Moderation

How Speechbase screens synthesis requests with category-based moderation and org-defined custom rules, with fail-open and fail-closed semantics.

Speechbase runs every synthesis request through content moderation before any provider is called. If moderation blocks the request, no upstream call is made, no audio is produced, no provider charges are incurred, and the API returns 422 content_moderation_blocked with a structured reason.

This is configured per-organisation at Moderation in the dashboard.

Two evaluators, run in parallel

Speechbase runs two independent evaluators on the request text. If either one returns "blocked," the request is denied.

1. Category moderation

Backed by OpenAI's omni-moderation API. Classifies text into a fixed taxonomy:

Category	What it catches
`sexual`	Sexually explicit content.
`sexual/minors`	Sexual content involving minors. Always-on.
`harassment`	Targeted insults or bullying.
`hate`	Hate speech against protected groups.
`self-harm`	Encouragement of self-harm.
`violence`	Threats or graphic violence.
`illicit`	Instructions for illegal acts.
(and others — see the OpenAI docs.)

For each category you set a threshold from 0 to 1, or null to disable. The evaluator runs only if at least one threshold is configured. A category fires when the model's confidence for that category exceeds your threshold.

2. Custom rules

Org-defined rules expressed in plain English. Each rule has a prompt (e.g. "Block any text that promotes a specific publicly traded stock") and an enabled flag. A configurable LLM evaluates each rule against the request text. The evaluator runs only if at least one rule is enabled.

Custom rules are evaluated by a small, fast LLM (currently openai/gpt-5.4-nano) with strict timeouts.

Fail-open vs fail-closed

Evaluators can fail — model timeouts, upstream outages, malformed responses. Your fail_mode setting governs what happens then:

open — evaluator errors are tolerated. The request proceeds to the provider. The failure is logged for audit but doesn't surface to the caller.
closed — any evaluator error blocks the request with error_fail_closed. Use this when correctness matters more than uptime (regulated content, child-safety surfaces, etc.).

The default is open. Switch to closed when policy correctness matters more than availability.

Block response shape

When moderation blocks a request, you get:

HTTP/1.1 422 Unprocessable Entity
Content-Type: application/json

{
  "error": {
    "code": "content_moderation_blocked",
    "message": "Request blocked by content moderation policy.",
    "reason": {
      "type": "openai_category",
      "detail": "violence",
      "confidence": 0.91
    }
  }
}

Field	Notes
`error.code`	Always `content_moderation_blocked` for a moderation block.
`error.reason.type`	`openai_category` \| `custom_rule` \| `error_fail_closed`.
`error.reason.detail`	The category name or custom-rule label.
`error.reason.confidence`	Present for category blocks. Null or absent for custom-rule and fail-closed blocks.

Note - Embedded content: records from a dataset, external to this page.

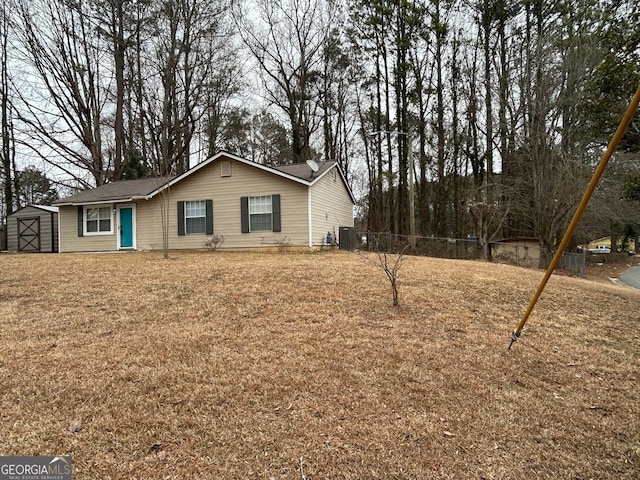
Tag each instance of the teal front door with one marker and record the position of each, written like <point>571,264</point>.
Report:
<point>126,227</point>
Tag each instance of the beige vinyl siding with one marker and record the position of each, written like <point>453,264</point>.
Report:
<point>331,206</point>
<point>48,228</point>
<point>207,183</point>
<point>71,242</point>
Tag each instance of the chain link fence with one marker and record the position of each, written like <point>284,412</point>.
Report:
<point>521,252</point>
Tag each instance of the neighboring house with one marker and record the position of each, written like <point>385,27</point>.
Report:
<point>33,228</point>
<point>250,204</point>
<point>605,243</point>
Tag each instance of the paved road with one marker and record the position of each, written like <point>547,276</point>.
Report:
<point>631,277</point>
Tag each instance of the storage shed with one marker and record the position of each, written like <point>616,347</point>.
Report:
<point>33,228</point>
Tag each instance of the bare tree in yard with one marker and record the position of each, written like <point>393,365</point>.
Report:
<point>288,46</point>
<point>390,263</point>
<point>62,108</point>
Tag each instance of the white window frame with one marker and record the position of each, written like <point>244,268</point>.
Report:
<point>270,212</point>
<point>86,219</point>
<point>203,216</point>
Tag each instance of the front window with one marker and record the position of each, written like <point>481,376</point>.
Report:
<point>98,220</point>
<point>260,214</point>
<point>195,217</point>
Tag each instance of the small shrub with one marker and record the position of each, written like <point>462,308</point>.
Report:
<point>283,244</point>
<point>214,241</point>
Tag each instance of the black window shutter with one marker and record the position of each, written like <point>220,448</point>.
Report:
<point>181,218</point>
<point>209,217</point>
<point>244,214</point>
<point>275,210</point>
<point>80,222</point>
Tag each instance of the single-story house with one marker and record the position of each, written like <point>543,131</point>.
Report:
<point>33,228</point>
<point>249,204</point>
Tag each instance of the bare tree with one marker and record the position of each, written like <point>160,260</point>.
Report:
<point>62,107</point>
<point>390,263</point>
<point>287,43</point>
<point>175,73</point>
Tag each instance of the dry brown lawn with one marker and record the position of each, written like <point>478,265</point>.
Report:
<point>221,365</point>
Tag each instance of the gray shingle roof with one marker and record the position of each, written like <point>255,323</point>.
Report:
<point>123,191</point>
<point>303,171</point>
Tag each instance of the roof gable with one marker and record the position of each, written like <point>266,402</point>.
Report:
<point>125,190</point>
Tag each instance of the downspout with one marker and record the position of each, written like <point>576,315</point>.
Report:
<point>310,221</point>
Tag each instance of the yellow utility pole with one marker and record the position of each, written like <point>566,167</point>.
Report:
<point>626,120</point>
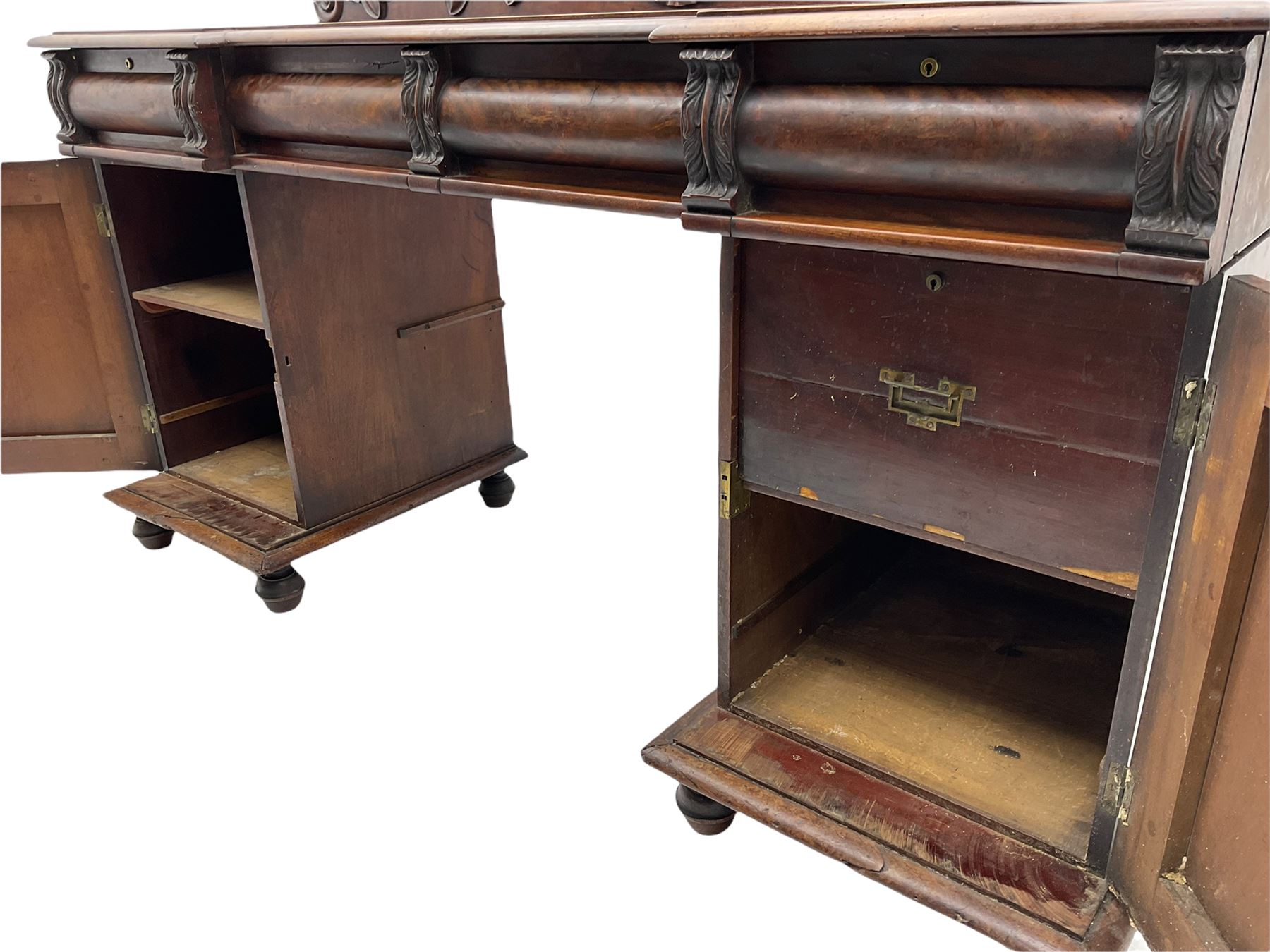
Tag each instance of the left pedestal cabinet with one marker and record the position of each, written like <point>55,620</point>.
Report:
<point>289,355</point>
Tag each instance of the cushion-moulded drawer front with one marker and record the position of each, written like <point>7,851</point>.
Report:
<point>1056,457</point>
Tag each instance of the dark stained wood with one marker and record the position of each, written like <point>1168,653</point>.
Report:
<point>986,685</point>
<point>761,552</point>
<point>174,228</point>
<point>857,20</point>
<point>1056,460</point>
<point>1051,146</point>
<point>1250,211</point>
<point>347,382</point>
<point>1155,569</point>
<point>73,390</point>
<point>1086,61</point>
<point>358,111</point>
<point>865,20</point>
<point>996,150</point>
<point>1222,520</point>
<point>1190,145</point>
<point>125,103</point>
<point>1226,862</point>
<point>265,542</point>
<point>781,783</point>
<point>610,125</point>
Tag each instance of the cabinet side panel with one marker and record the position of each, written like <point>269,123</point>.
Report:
<point>1230,874</point>
<point>343,268</point>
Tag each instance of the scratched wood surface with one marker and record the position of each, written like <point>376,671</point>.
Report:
<point>984,685</point>
<point>254,471</point>
<point>879,828</point>
<point>1054,461</point>
<point>230,298</point>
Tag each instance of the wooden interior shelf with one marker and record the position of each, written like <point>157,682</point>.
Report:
<point>229,298</point>
<point>984,685</point>
<point>257,472</point>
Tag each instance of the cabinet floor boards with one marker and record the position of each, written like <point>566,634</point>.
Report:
<point>981,683</point>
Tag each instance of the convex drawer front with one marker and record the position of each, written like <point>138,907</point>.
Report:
<point>1016,410</point>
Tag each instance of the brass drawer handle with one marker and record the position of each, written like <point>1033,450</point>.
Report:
<point>925,406</point>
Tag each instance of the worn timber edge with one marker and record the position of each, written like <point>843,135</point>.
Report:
<point>1091,918</point>
<point>706,25</point>
<point>263,542</point>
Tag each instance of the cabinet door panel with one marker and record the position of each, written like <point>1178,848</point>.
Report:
<point>73,389</point>
<point>1197,815</point>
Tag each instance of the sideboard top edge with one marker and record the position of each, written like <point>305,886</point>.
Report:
<point>687,27</point>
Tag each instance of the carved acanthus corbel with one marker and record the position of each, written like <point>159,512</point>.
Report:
<point>1185,136</point>
<point>709,126</point>
<point>425,74</point>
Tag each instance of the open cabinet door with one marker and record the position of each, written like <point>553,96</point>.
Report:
<point>74,395</point>
<point>1192,857</point>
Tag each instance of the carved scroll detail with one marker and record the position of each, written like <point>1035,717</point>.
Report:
<point>1185,133</point>
<point>183,98</point>
<point>61,71</point>
<point>333,11</point>
<point>709,123</point>
<point>421,109</point>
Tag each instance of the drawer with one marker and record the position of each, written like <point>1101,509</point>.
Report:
<point>1053,461</point>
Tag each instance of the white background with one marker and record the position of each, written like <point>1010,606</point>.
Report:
<point>440,748</point>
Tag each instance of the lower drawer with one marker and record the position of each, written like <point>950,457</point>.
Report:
<point>1054,458</point>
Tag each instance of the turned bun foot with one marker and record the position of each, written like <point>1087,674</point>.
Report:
<point>281,590</point>
<point>704,815</point>
<point>497,490</point>
<point>152,536</point>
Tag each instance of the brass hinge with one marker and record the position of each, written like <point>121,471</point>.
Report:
<point>1194,413</point>
<point>733,495</point>
<point>1119,793</point>
<point>104,225</point>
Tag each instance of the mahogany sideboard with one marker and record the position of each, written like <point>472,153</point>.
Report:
<point>993,384</point>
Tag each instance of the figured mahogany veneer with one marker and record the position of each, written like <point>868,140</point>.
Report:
<point>724,125</point>
<point>993,385</point>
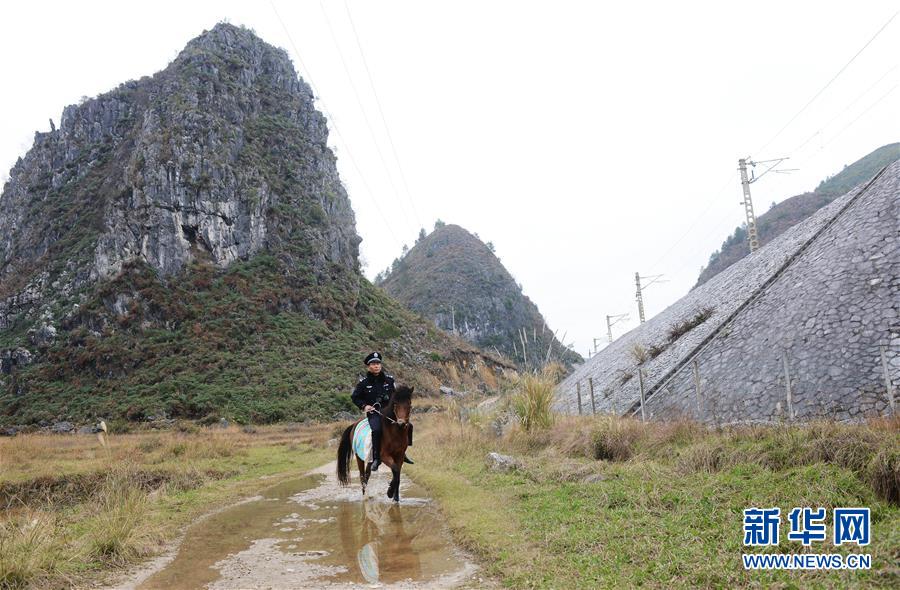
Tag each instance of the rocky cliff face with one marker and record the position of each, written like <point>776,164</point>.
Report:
<point>451,277</point>
<point>183,246</point>
<point>216,158</point>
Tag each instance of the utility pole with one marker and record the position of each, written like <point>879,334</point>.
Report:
<point>752,234</point>
<point>638,295</point>
<point>612,320</point>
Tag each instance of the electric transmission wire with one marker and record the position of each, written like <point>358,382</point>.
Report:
<point>835,77</point>
<point>844,110</point>
<point>334,125</point>
<point>362,54</point>
<point>871,106</point>
<point>359,102</point>
<point>693,225</point>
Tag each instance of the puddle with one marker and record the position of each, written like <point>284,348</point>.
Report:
<point>310,533</point>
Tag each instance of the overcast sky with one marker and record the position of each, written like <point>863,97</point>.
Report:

What you should not do with the block payload

Don't loop the moderation reason back to the user verbatim. The category or custom-rule detail is intended for application logs and dashboards, not for end-user-friendly messages. Show users a generic "we can't generate that" message and surface the precise reason internally.

And — same as everywhere else in the platform — never log the rejected text itself. See Logging hygiene.

Tuning suggestions

A reasonable starting policy for a customer-facing product:

Always-on: sexual/minors, self-harm, illicit.
Threshold 0.8: sexual, violence, hate.
Threshold null (disabled): harassment — you'll re-introduce it once you've measured false-positive rate on real traffic.
fail_mode: "closed" — better to occasionally show "try again" than to let a moderation outage ship a problematic clip.

Adjust from there once you have a few weeks of traffic to look at in Speechbase → Request Logs.